Hands of a Stranger (1962) 
Starring: Paul Lukather, James Stapleton, Joan Harvey, Larry Haddon, and Irish McCalla 
Director: Newt Arnold 
Rating: Five of Ten Stars 

Vernon Paris (Stapleton) is a brilliant young pianist who is maimed in an accident following the concert that was to be his final stepping stone to classical music stardom. After finding himself unable to save the hands, an unethical surgeon (Lukather) decides to use his experimental transplant technique to graft the hands of an unidentified corpse onto the young man. The operation is a success… but things end far from happily.
   
“Hands of a Stranger” shares many elements in common with the 1935 chiller “Mad Love," but it is completely devoid of the half-asked metaphysical questions that pop up in its predecessor. The source of the trouble here is never in doubt—it’s a combination of impatience and outright nuttiness on the part of the pianist. 
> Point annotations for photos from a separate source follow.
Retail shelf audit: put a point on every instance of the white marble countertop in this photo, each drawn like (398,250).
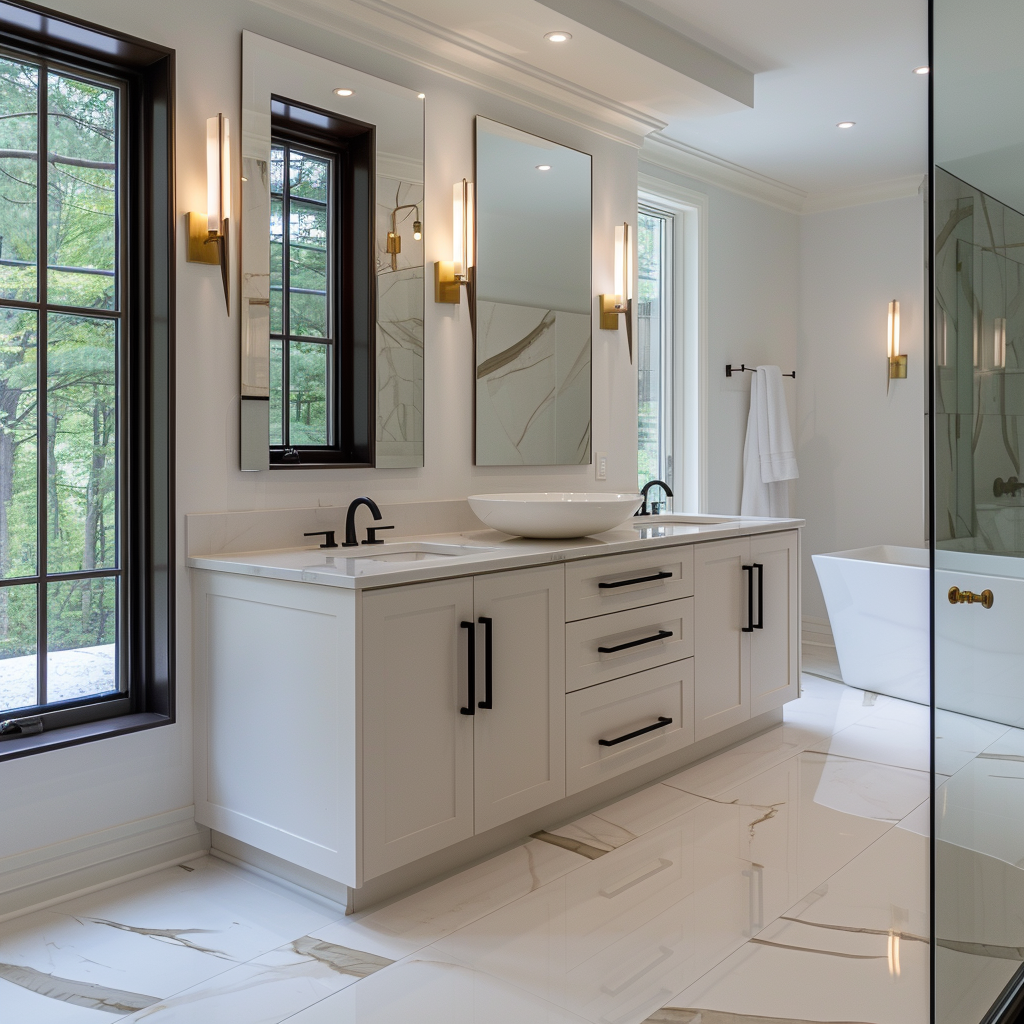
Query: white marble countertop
(475,551)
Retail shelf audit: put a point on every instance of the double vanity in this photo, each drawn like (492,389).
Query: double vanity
(422,701)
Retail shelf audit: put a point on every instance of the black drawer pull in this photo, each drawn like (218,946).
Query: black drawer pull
(662,634)
(749,628)
(629,583)
(471,665)
(488,664)
(659,724)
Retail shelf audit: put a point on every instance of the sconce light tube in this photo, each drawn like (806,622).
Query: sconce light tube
(451,275)
(893,329)
(897,363)
(218,173)
(622,301)
(999,342)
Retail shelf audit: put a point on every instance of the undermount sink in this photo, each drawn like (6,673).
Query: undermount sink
(553,514)
(411,551)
Although thoroughly predictable, populated by nothing but stock characters being portrayed by actors of average talent, and very much full of both Ham and Cheese on multiple occasions, “Hands of a Stranger” nonetheless entertains, because the viewer becomes interested in where Vernon’s madness will take him next. 

The slow build from melodrama to horror movie is also nicely and smoothly executed, and the film’s pacing and short running time shows that the director at its helm knew how not to outstay his welcome—there’s not a stitch of padding to be found, anywhere.